Lorsqu’Umeko atteint l’orgasme le quartier s’embrase et les
étudiants prennent d’assaut un commissariat proche de la gare de Shinjuku. L’objectif des émeutiers, lors
de ce que l’on appelé la « guerre de Tokyo », était d’empêcher les
trains d’acheminer des armes vers Okinawa, alors base de l’armée américaine. La
passion mystique de Umeko et Birdey, en opposition à la guerre du Vietnam, annonce
celle des amoureux fous de L’Empire des sens.
Il
est mort après la guerre (1970)
La guerre de Tokyo a finalement été
perdue et le film est son testament. Dans cette version désenchantée du Journal d’un voleur de Shinjuku, la
grâce des amants s’est évaporée et la jeunesse est à nouveau engluée dans
l’échec. Avec son héros qui, en une boucle fatale, se poursuit lui-même
et visionne le film de son suicide, Oshima expérimente une structure proche de La Jetée et Mullholand Drive. Le jeune cinéaste politique, tourne en rond dans une cérémonie étrange qui est
celle de sa vie passée.
S’il y a des fantômes et une malédiction dans Il est mort après la guerre, ce sont surtout ceux de la jeunesse révolutionnaire, qui dix ans après Nuit et brouillard du Japon, reste prisonnière de discussions politiques stérile. La faillite sexuelle et révolutionnaire s’accompagne également d’une incapacité artistique, le héros échouant à filmer les émeutes. On mesure pourtant la liberté formelle atteinte par Oshima en ce début des années 70. A la froideur des procédés brechtiens, parfois trop conscients d’eux-mêmes, s’est substituée une forme erratique et rêveuse. Ignorant qu’il visionne le film de sa mort, l’étudiant en collecte les lieux et finit par se retrouver dans la maison de ses propres parents. Le dernier plan de paysage du film n’étant autre que la vue depuis la fenêtre de sa chambre d’enfant, il comprend avec amertume qu’il s’agissait de sa propre mort. Au fond s’il avait pu à ce point oublier jusqu’à son suicide, c’est d’abord parce que jamais il ne s’était vraiment incarné dans la vie.
En une scène magnifique, une
des plus belles du cinéma d’Oshima, la jeune fille se caresse sous ses yeux, alors
que, sur son corps nu, sont projetées des images de la ville.
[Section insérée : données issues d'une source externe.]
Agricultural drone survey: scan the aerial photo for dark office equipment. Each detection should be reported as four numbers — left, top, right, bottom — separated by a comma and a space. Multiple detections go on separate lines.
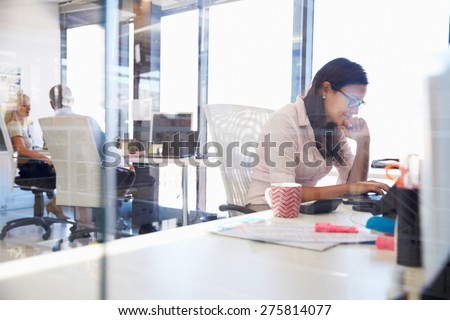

Le garçon la
regarde, sans doute la désire-t-il, mais il ne la rejoint pas.
Le
Petit garçon (1969)
Avec son visage rond, son uniforme et
sa casquette jaune, le petit garçon – dont la seule identité est « Boy »
– semble sortir de Bonjour d’Ozu.
Oshima reproduit également les cadrages d’Ozu comme si celui-ci avait figé une
fois pour toutes la représentation de la famille japonaise. Ici, pas de doux
vieillard ou de gamins frondeurs, mais des parents monstrueux exerçant un
atroce pouvoir cannibale. Ses parents obligent Boy à se jeter contre les
voitures pour rançonner les conducteurs. Le père, qui a mis au point cette
escroquerie, prétexte une blessure de guerre qui l’empêche de travailler. Au
cours des faux accidents, cette blessure, dont on ne saura jamais
l’authenticité, est symboliquement reportée sur le corps de l’enfant transformé
en petit kamikaze. Le père se rembourse alors, grâce au corps supplicié du
petit garçon, de ce qu’il estime lui être dû par la société pour ses années de
guerre. Comme les aviateurs de l’empire,
Boy se projette vers le néant au cours d’un martyr cent fois répété, devenant
une cérémonie familiale pervertie. A cette situation de pure terreur où
s’exerce le droit du plus fort, Oshima donne des tours d’écrous supplémentaires.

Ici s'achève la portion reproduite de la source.